Another story that has garnered much worried attention recently concerns a group of 12 people from Hong Kong who in late August were intercepted by marine police from mainland China for illegally crossing the border while they appeared to be fleeing the city on a speedboat in the direction of Taiwan. At least one of them had been arrested in Hong Kong under the national security law.
All have been in detention on the mainland since — raising concerns among human rights defenders and democracy activists that the fugitives are being held without charge, have been denied bail and refused access to lawyers, and are about to be subjected to the mainland’s legal system, which has fewer protections for defendants than does Hong Kong’s.
But the Hong Kong government has no power to ask any other jurisdiction not to deal with Hong Kong residents in accordance with its own laws simply because those people are from Hong Kong.
To some, the new national security law is especially chilling because it seems simultaneously vague and very severe. But many laws are vague, constructively so. And this one only seems severe precisely because it fills longstanding loopholes — about subversion, secession, local terrorism, collusion with external forces. One person’s “severe” is someone else’s intended effect.
I see little chance of any compromise being reached between the authorities in Beijing and the democratic camp in Hong Kong, be it about the right to elect directly the chief executive or any other major matter. From Beijing’s point of view, democratic development in Hong Kong has brought about nothing but chaos, polarization and anti-China sentiment.
What’s more, Beijing isn’t actually encroaching on Hong Kong’s semi-autonomy by taking measures to proscribe subversive activities in the city. Bear in mind that back in the late 1970s, China’s leader, Deng Xiaoping, put forward the “one country, two systems” formula with a view to bringing Hong Kong, Macau and eventually Taiwan back into the fold. National unity has always been the ultimate objective.

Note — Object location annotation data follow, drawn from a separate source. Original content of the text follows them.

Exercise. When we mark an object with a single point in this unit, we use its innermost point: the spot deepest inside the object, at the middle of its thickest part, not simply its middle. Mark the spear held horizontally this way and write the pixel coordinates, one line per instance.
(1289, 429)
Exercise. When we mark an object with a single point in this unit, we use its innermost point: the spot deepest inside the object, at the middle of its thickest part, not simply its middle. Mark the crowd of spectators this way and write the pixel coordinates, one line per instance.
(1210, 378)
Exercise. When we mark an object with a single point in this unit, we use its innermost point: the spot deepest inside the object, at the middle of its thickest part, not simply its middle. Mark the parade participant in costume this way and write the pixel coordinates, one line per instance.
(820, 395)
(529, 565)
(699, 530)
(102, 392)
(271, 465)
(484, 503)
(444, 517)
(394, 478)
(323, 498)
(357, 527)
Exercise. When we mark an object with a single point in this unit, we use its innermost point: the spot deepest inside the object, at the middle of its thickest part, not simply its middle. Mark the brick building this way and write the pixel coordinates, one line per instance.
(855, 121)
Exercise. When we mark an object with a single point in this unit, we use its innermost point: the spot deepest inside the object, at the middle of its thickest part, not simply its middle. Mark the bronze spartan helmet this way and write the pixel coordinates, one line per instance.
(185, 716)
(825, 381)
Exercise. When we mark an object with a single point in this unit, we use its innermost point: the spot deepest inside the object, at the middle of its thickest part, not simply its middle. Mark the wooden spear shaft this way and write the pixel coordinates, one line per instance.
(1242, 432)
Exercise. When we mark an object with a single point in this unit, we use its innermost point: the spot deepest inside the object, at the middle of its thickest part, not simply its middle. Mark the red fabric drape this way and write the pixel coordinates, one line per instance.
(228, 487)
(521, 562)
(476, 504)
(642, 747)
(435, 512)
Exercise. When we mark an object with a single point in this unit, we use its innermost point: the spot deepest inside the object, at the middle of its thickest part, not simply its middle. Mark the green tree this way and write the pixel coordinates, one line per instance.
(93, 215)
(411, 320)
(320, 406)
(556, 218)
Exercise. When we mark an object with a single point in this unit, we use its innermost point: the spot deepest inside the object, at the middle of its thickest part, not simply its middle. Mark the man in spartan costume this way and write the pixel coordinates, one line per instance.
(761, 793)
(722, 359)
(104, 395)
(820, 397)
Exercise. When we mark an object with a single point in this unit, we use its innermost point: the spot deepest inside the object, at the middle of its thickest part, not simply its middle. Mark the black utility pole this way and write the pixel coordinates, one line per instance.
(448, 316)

Under the Basic Law, Hong Kong is a special administrative region that enjoys a “high degree of autonomy” — which, by definition, means not complete autonomy, a point I labor to explain to foreign officials and politicians. Any attempt to alter Hong Kong’s formal political status and turn the city into a de facto independent political entity, or to otherwise free it of Beijing’s control, is a fundamental challenge to China’s sovereignty.